Full text searching scores across multiple columns

Full text searching scores across multiple columns - sql-server

I am using full text searching on a SQL Server database to return results from multiple tables. The simplest situation would be searching a persons name fields and a description field. The code I use to do this looks like:
select t.ProjectID as ProjectID, sum(t.rnk) as weightRank
from
(
select KEY_TBL.RANK * 1.0 as rnk, FT_TBL.ProjectID as ProjectID
FROM Projects as FT_TBL
INNER JOIN FREETEXTTABLE(Projects, Description, #SearchText) AS KEY_TBL
ON FT_TBL.ProjectID=KEY_TBL.[KEY]
union all
select KEY_TBL.RANK * 50 as rnk, FT_TBL.ProjectID as ProjectID
FROM Projects as FT_TBL
... <-- complex unimportant join
INNER JOIN People as p on pp.PersonID = p.PersonID
INNER JOIN FREETEXTTABLE(People, (FirstName, LastName), #SearchText) AS KEY_TBL
ON p.PersonID=KEY_TBL.[KEY]
)
group by ProjectID
As is (hopefully) clear above, I am trying to weight heavily on matches of a person's name over matches in a project description field. If I do a search for something like 'john' all projects with a person named john on it will be heavily weighted (as expected). The issue I am having is on searches where someone provides a full name like 'john smith'. In this case the match is much less strong on name as (I presume) only half the search terms are matching in each of the firstname / lastname columns. In many cases this means someone with an exact match of the name entered will not necessarily be returned near the top of the search results.
I have been able to correct this by searching each of the firstname / lastname fields separately and adding their scores together so my new query looks like:
select t.ProjectID as ProjectID, sum(t.rnk) as weightRank
from
(
select KEY_TBL.RANK * 1.0 as rnk, FT_TBL.ProjectID as ProjectID
FROM Projects as FT_TBL
INNER JOIN FREETEXTTABLE(Projects, Description, #SearchText) AS KEY_TBL
ON FT_TBL.ProjectID=KEY_TBL.[KEY]
union all
select KEY_TBL.RANK * 50 as rnk, FT_TBL.ProjectID as ProjectID
FROM Projects as FT_TBL
... <-- complex unimportant join
INNER JOIN People as p on pp.PersonID = p.PersonID
INNER JOIN FREETEXTTABLE(People, (FirstName), #SearchText) AS KEY_TBL
ON p.PersonID=KEY_TBL.[KEY]
union all
select KEY_TBL.RANK * 50 as rnk, FT_TBL.ProjectID as ProjectID
FROM Projects as FT_TBL
... <-- complex unimportant join
INNER JOIN People as p on pp.PersonID = p.PersonID
INNER JOIN FREETEXTTABLE(People, (LastName), #SearchText) AS KEY_TBL
ON p.PersonID=KEY_TBL.[KEY]
)
group by ProjectID
My question:
Is this the approach I should be taking, or is there some way to have the full text searching operate on a list of columns as though it were a blob of text: i.e. treat the firstname and lastname columns as a single name column, resulting in a higher scoring match for strings including both the persons first and last name?

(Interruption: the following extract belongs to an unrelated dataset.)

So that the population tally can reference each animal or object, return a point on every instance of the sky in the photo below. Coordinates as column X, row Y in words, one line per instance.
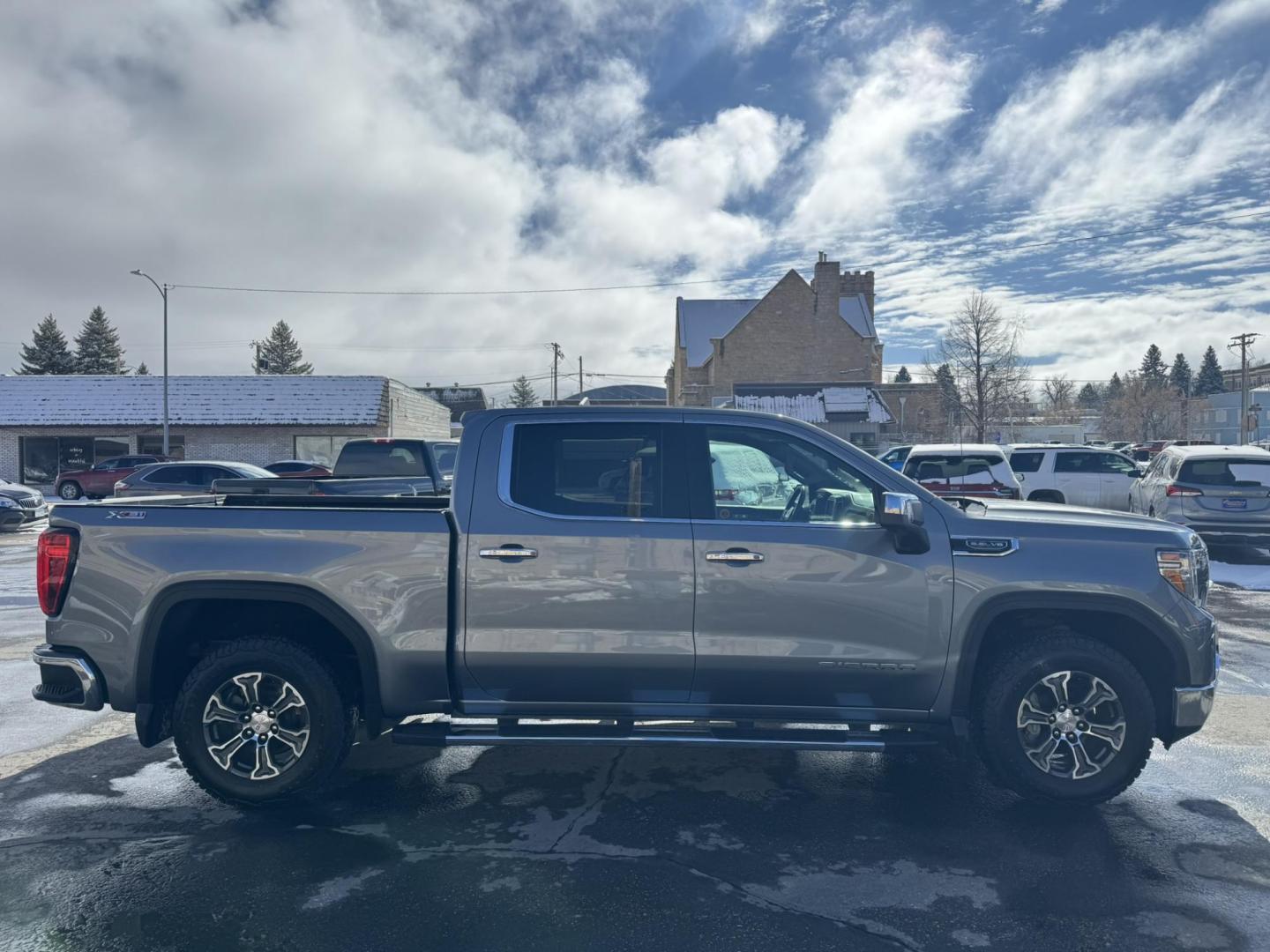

I have recently run into this and have used a computed column to concatenate the required columns together into one string and then have the full text index on that column.
I have achieved the weighting by duplicating the weighted fields in the computed column.
i.e. last name appears 3 times and first name once.
ALTER TABLE dbo.person ADD
PrimarySearchColumn AS
COALESCE(NULLIF(forename,'') + ' ' + forename + ' ', '') +
COALESCE(NULLIF(surname,'') + ' ' + surname + ' ' + surname + ' ', '') PERSISTED
You must make sure you use the persisted keyword so that the column isnt computed on each read.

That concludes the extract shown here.